I just told my ai to git status, add ., commit with message and push which it perfectly did.
But looking at the tokens usage, I really wonder what is going on (see screenshot).
Nearly 300k tokens for this seems massive (easily over 1k DIN A4 Pages of text, if I am not mistaken).
about the request ID: I would love to provide more details, but last time I read about the privacy mode, I was left a bit puzzled about what details will be shared with which provider. Is this more transparent now? If so, where can I read about it to make an informed decision?
thanks, I also went on searching and just read it.
If I now disable privacy mode and provide the request ID and enable it again… what will be roughly shared for what purpose
after switching it to off and
after switching it on again?
background:
I am from a country with a sometimes weird obsession about data privacy.
the documentation of used tokens in the cursor dashboard is rather fluid and may change after executing another (unrelated?) request. For an existing Git request that was already documented, the number of documented tokens used shot up to ~360k tokens.
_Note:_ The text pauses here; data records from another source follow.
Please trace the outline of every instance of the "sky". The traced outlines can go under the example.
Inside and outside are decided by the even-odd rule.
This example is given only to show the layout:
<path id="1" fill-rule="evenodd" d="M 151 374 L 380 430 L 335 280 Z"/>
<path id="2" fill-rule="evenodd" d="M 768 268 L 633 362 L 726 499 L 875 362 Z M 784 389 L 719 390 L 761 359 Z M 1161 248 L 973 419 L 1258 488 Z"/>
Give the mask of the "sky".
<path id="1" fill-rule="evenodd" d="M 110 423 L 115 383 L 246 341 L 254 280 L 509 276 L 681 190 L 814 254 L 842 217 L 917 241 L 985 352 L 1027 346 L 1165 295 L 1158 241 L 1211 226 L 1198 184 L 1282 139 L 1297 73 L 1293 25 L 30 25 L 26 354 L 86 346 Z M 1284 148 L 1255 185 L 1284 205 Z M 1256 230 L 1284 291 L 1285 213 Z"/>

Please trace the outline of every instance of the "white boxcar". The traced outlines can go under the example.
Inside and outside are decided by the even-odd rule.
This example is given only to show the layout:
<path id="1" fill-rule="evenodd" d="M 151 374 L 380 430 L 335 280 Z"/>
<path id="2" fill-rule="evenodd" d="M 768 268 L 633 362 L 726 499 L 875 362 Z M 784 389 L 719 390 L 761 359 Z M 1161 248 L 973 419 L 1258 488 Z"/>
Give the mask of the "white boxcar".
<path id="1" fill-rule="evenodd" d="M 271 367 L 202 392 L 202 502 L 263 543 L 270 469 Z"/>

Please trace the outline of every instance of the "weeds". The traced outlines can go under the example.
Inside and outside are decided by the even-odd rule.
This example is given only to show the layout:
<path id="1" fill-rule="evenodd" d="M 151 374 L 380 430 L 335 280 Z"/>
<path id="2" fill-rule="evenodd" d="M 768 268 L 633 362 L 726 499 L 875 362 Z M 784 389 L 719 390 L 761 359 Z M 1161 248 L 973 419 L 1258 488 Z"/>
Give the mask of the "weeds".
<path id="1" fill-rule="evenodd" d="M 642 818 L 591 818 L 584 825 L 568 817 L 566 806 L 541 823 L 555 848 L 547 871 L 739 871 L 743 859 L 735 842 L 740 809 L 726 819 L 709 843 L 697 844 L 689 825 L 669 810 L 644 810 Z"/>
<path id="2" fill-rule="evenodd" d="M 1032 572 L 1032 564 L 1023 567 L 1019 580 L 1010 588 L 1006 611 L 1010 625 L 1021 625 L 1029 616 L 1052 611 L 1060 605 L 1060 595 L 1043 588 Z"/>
I removed my rules, which shaved ~100k
I removed the context completly and just provided a path which reduced everything down to 33k
Request Id with the 33k example:
2c9a9498-a0dd-4373-b7b3-112cfe7a0c10
Why I initially saw no problem with my rules or context:
A few weeks ago, I had many requests with the same rules and far more context directly added to the context, doing heavy implementation workloads using fewer tokens.
all these numbers above and what removing my rules and some context shaved off still seem massive to me, including the completly naked 33k request.
ironically, the documented tokens for the 33k example shot up to 45k during writing this post:
I will ask the engineers to have a detailed look to make sure nothing is going wrong.
From the screenshots and my experience with AI APIs this is how it works.
The first request sends the ‘task’, (incl. system prompt), AI response produces what needs to be done next > Tool call for terminal
Tool call happens and response is sent with full preceding chat (cached, so not processed again) to make a response, e.g. next step
this repeats until the ‘task’ is complete.
Cache reads are cheapest tokens.
Anthropic charges 10% of input token price for cache reads.
Gemini charges 25% of input token price for cache reads.
So if we would turn off the cache the input token price would multiply by 10, assuming the model is from Anthropic.
On the new plans the request total cost matters. This is combined by AI API price per token type depending on tokens consumed, model and provider.
Though as auto is not limited it does not contribute to your monthly plan usage (on new plans).
Cache reads may add up on long chat threads and with follow up requests. Its actually a good point to test token usage and understanding of context with Auto.